2007 St Albans Table Topics Competition

My table topic:
Is a computer a bane or a blessing - in your life?

A computer used to be a bane. The worst thing which happened to me was when I was preparing a book of short stories to send to a publisher. I saw a tab marked autosort and I thought something which sorted out the layout and fonts would be a great idea. I clicked on it and my wonderful work vanished. I couldn't work out where it had gone. When I scrolled down the pages there were rows of dots. Then commas. Followed by question marks. Then pages of the word and. Mid-way were several pages of the word THE.

(A few members of the audience start smiling here.)

Finally the word zoo. The autosort had sorted all the words in my book alphabetically. I never got that book published.

However, now the computer is a blessing. Using it, I have managed to publish three books, a book of poetry, a humorous book on online dating, and my family history. With just one click I can load up the text. With another click I can load up a picture on the front cover. With another click I can load up the title on the spine. So to me the computer is both a bane and a blessing.

That was my best table topic. It had two personal stories. Not one. Nor a dozen. It was clear and memorable. It stuck to the subject. It didn't suddenly stop with me waving goodbye when I saw the red light but ended with a conclusion.

Sunday, October 07, 2007

Today I was in a competition. Humorous Speech. Table topics (impromptu speech).

I didn't win either competition at next level. I was a bit fed up about this. I ate lots of donuts afterwards and ended up with a sugar hangover.

I came back and went out to dinner with my son.

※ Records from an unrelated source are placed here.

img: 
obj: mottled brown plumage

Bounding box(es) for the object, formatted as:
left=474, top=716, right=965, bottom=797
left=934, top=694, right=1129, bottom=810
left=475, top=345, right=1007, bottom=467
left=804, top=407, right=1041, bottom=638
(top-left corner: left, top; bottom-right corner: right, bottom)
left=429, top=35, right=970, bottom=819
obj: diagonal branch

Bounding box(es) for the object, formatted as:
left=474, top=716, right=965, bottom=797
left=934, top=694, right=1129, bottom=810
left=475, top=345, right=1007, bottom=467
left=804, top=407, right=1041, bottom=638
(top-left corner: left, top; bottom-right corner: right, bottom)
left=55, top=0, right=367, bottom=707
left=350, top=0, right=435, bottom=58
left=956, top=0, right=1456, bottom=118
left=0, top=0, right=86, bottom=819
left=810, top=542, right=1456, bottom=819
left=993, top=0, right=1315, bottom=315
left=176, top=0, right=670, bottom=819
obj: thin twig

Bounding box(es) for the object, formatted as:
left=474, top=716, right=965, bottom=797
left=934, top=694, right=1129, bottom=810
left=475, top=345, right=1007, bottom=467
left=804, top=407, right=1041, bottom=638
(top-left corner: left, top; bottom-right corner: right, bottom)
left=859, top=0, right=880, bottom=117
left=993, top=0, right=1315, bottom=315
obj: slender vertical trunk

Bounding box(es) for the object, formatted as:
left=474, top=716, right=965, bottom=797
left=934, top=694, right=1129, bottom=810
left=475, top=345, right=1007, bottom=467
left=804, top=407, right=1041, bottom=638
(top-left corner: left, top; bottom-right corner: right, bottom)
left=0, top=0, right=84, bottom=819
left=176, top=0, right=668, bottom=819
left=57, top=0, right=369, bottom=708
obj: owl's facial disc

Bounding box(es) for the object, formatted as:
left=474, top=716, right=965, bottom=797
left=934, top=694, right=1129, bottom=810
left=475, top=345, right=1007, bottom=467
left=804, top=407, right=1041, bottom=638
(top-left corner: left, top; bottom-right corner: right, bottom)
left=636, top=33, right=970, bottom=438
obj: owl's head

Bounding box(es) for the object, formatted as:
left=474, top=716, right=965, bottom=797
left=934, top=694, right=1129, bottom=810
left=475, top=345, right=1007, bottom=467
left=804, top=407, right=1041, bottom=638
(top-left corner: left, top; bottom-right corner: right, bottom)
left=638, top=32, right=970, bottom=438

He said consolingly, 'You've just started aiming higher. This time two years ago, you thought it was wonderful when you completed ten speeches.'

For me visiting a solicitor or a doctor or dentist are far worse than giving a speech.

My son who knows me agrees with me that people who see me happily giving a speech think I am super confident, which is ludicrous, when many days I am so afraid of life that I don't step outside my front door for fear of being knocked over by a car again.

Of course, paying thousands of pounds in solicitor's fees or taxes is more important than winning a competition, which I might win next year.

It is often said that people are more afraid of giving a speech then dying. But compared with dying, I can't see why a single person would think giving a speech is worse than dying. I rather think that thinking about dying puts the whole thing of being afraid about giving a speech in perspective.

The speakers' club president asked if I was nervous. I looked at him as if he was nuts. I knew most of the people in the room. They are only people.

He asked if I was afraid of anything.
I thought for a minute. I replied: 'Bungee jumping. But that's not something I ever have to do.'

After the meeting the woman who kindly gave me a lift to and from the meeting asked to see my book about my family history. I had mentioned it in table topics and when interviewed in the interval when they count the votes. She wants to publish a similar book about her mother's life story. I think helping somebody publish their life story is the most valuable thing I did today.